Exercise: Notice Your Self-Talk
Think of a situation in your life that is difficult right now. Bring it to mind and notice your initial reactions and thoughts about yourself in regard to this situation. What was your self-talk saying? Next, notice how it feels in your body. Take a deep breath…
Now silently say to yourself:
- “This is a moment of suffering.”
(This is mindfulness. you’re acknowledging what’s happening.) - “Suffering is a part of life.”
(This is common humanity. you’re not alone.) - “May I be kind to myself.”
(This is self-kindness. Offer warmth.)
You can place a hand on your heart, shoulder, or anywhere soothing. Say other words that feel right, such as:
- “May I give myself what I need.”
- “May I accept myself as I am.”
📝What did you notice in your body, thoughts, or emotions? Take a moment to journal.

Exercise: Loving-kindness Meditation
Find a comfortable position. Close your eyes or lower your gaze. Bring to mind a warm image of yourself. It could be you now, or as a child.
Repeat these phrases (either silently or out loud):
- May I be safe.
- May I be kind to myself.
- May I accept myself as I am.
- May I be at ease.
Let the words land like a lullaby. If your mind wanders, gently come back.
📝What did you notice in your body, thoughts, or emotions? Take a moment to journal.
Exercise: Affectionate Breathing
Sit comfortably, hands resting gently. Bring awareness to your breath. No need to change it—just notice. Begin to sense your breath as a kind companion.
As you inhale, imagine breathing in care…
As you exhale, imagine releasing tension.
If you like, silently say:
Inhale: “Breathing in kindness.”
Exhale: “Breathing out ease.”
Let the breath be your anchor and your support.
📝What did you notice in your body, thoughts, or emotions? Take a moment to journal.

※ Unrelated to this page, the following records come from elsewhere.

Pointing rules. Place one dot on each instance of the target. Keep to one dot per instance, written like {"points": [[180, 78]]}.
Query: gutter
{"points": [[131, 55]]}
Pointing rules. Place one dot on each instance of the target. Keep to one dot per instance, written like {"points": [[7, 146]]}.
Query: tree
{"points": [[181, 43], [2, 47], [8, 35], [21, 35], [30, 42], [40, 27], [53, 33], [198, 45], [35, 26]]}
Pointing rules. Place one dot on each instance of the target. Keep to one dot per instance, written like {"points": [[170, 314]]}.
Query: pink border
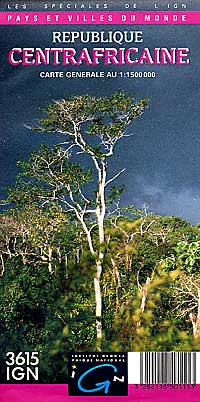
{"points": [[58, 393], [97, 17]]}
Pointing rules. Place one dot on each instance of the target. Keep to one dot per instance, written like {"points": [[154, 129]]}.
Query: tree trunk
{"points": [[50, 260], [196, 320], [98, 300], [3, 265], [144, 293]]}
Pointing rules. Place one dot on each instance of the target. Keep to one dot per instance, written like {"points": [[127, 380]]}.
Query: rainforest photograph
{"points": [[81, 270]]}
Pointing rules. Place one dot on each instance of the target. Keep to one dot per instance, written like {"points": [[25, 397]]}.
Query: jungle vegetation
{"points": [[79, 271]]}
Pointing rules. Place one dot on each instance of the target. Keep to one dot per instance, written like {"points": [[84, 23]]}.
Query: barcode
{"points": [[168, 368]]}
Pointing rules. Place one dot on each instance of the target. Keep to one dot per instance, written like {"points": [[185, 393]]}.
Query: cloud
{"points": [[163, 200]]}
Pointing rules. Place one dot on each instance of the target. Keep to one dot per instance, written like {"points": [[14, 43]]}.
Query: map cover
{"points": [[100, 203]]}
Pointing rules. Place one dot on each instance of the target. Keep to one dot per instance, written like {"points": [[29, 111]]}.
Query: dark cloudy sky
{"points": [[162, 157]]}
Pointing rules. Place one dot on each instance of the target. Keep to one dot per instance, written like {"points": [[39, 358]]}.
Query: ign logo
{"points": [[98, 373]]}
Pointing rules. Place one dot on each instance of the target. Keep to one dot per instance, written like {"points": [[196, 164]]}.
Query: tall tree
{"points": [[92, 126]]}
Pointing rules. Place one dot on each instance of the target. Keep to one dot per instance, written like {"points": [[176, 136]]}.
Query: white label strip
{"points": [[164, 367]]}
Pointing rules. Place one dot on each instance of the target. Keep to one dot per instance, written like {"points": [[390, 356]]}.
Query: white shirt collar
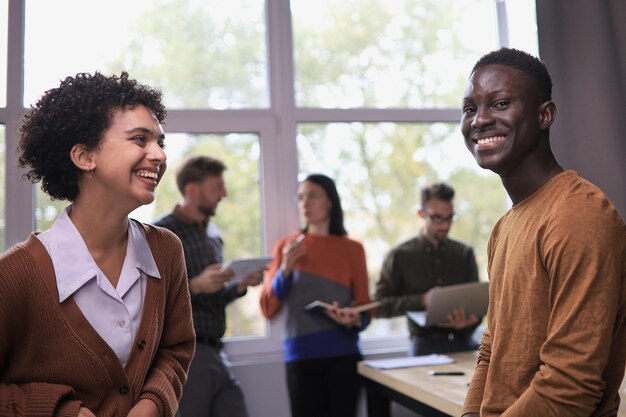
{"points": [[73, 264]]}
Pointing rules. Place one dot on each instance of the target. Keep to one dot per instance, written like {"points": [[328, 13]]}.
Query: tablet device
{"points": [[472, 296], [321, 306], [244, 266]]}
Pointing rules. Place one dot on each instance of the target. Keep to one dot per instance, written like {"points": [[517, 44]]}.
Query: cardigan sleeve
{"points": [[270, 304], [168, 370], [31, 398]]}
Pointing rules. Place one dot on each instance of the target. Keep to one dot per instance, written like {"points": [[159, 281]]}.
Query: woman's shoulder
{"points": [[159, 234]]}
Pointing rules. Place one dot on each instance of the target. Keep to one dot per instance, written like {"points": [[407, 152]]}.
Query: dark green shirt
{"points": [[414, 267]]}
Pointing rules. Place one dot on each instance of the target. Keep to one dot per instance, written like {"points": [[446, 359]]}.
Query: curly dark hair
{"points": [[79, 111], [529, 66]]}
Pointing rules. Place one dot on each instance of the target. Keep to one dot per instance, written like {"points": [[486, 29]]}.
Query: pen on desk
{"points": [[445, 373]]}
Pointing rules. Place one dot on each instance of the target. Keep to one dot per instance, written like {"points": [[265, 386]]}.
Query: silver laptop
{"points": [[472, 296]]}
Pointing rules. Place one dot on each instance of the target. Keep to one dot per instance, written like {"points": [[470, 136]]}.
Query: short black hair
{"points": [[196, 169], [439, 191], [79, 111], [336, 226], [530, 66]]}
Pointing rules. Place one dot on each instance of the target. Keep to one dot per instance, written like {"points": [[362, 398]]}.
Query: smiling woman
{"points": [[112, 293]]}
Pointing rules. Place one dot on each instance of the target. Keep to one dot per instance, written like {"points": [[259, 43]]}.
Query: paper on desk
{"points": [[409, 361]]}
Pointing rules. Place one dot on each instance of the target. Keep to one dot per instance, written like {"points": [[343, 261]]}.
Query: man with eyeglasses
{"points": [[431, 259]]}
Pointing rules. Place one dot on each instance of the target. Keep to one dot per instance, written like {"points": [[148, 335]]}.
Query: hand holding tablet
{"points": [[243, 266]]}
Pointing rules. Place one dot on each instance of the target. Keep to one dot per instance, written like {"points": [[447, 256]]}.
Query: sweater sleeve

Remember: Growth Takes Time
Self-compassion is a skill like any other—it takes practice and patience. If you notice resistance or discomfort, that’s okay. Change is rarely linear, and setbacks are a natural part of the process. With each step, you are building a foundation for deeper healing and resilience.
If you’re struggling to practice self-compassion on your own, know that therapy offers a safe space to explore these challenges. Together, we can uncover the roots of your self-criticism and develop new ways of relating to yourself that support your mental health and well-being.
You are worthy of kindness, especially from yourself. Embracing self-compassion is not only a gift to yourself but also a vital ingredient in the journey toward healing and growth.

Exercise: Compassionate Letter Writing
Think of something you’ve been hard on yourself for. Now, imagine someone who loves you unconditionally—what would they say to you right now? Begin your letter with kindness. For example:
- “Dear [your name], I know this has been really difficult for you…”
- Use kind, understanding, and encouraging words.
When finished, read it aloud or silently. Let it soak in.